Because of its size and history as a recipient of public funding, Planned Parenthood, of course, serves as a useful symbol of an enabler of out-of-control sexual behavior. Contraception’s brief moment of acting as “common ground” between abortion supporters and opponents shortly after the Roe decision in 1973 broke down as the religious right gained strength throughout the 1970s and beyond; the religious right increasingly began to frame contraception as “supportive of the abortion mentality” rather than as something that prevented abortion.
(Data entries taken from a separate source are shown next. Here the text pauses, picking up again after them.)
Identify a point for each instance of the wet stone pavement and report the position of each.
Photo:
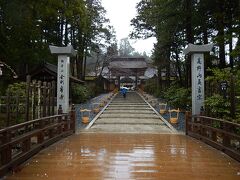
(180, 126)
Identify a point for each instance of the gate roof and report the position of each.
(127, 66)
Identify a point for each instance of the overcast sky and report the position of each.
(120, 13)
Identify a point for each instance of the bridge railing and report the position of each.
(221, 134)
(20, 142)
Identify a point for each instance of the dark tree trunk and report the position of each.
(190, 39)
(178, 67)
(220, 29)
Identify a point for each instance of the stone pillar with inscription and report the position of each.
(197, 67)
(64, 54)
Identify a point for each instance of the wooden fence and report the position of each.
(39, 102)
(221, 134)
(20, 142)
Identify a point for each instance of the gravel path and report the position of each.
(88, 105)
(180, 126)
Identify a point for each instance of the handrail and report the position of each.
(31, 122)
(220, 120)
(20, 142)
(221, 134)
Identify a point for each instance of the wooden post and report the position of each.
(8, 109)
(6, 153)
(44, 99)
(26, 145)
(53, 97)
(73, 118)
(226, 139)
(17, 107)
(34, 99)
(213, 133)
(49, 99)
(27, 98)
(232, 97)
(187, 119)
(39, 94)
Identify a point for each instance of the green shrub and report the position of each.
(178, 97)
(81, 93)
(218, 106)
(151, 87)
(17, 89)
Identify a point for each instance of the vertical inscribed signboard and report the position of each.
(197, 83)
(63, 82)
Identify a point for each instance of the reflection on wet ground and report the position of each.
(129, 156)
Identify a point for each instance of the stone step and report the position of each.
(130, 128)
(121, 103)
(140, 116)
(133, 111)
(125, 105)
(128, 108)
(128, 121)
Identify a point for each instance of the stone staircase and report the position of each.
(131, 115)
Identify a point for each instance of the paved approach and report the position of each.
(142, 146)
(130, 115)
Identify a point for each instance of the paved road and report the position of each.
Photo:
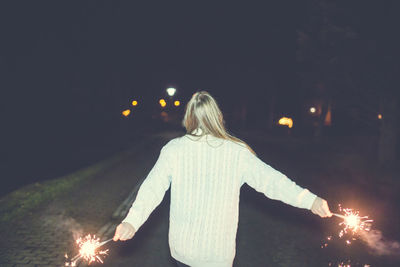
(270, 233)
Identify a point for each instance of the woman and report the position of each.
(205, 169)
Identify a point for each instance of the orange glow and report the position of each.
(162, 103)
(126, 112)
(286, 121)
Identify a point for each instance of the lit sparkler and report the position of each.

It is too soon to tell what the political fallout will be from this latest attack on Planned Parenthood. Right now, there are two competing narratives about this incident. There is that of CMP and its political allies, which attempts to convince the public that Planned Parenthood is “selling” fetal tissue, in spite of clear evidence, even on the edited tapes, that this is not the case; and that of Planned Parenthood, which is that the undercover operatives used unethical and illegal means to promote lies about the organization’s practices. (A third narrative that this case could have evoked is disappointingly missing thus far—scientists testifying to the importance of research using fetal tissue and the social good that donation by abortion patients represents). Anti-abortionists’ efforts to use Planned Parenthood as a wedge issue in the 2012 election cycle were a dismal failure; analysts acknowledge that the organization’s support of Obama, symbolized by the high visibility of Cecile Richards, Planned Parenthood’s telegenic president, at campaign events, was a plus. Thus far, polling data have not shown any appreciable drop in support for Planned Parenthood as a result of the videos, and most Americans continue to support the organization, which at least one in five U.S. women will visit at some point.

How U.S. residents will ultimately come to view this controversy—that is, which of the two competing narratives mentioned above will prevail—might be an interesting test case of whether the realities of people’s sexual and reproductive lives in the 21st century are making the religious right an increasingly irrelevant force, in spite of its current hold on Republican politicians.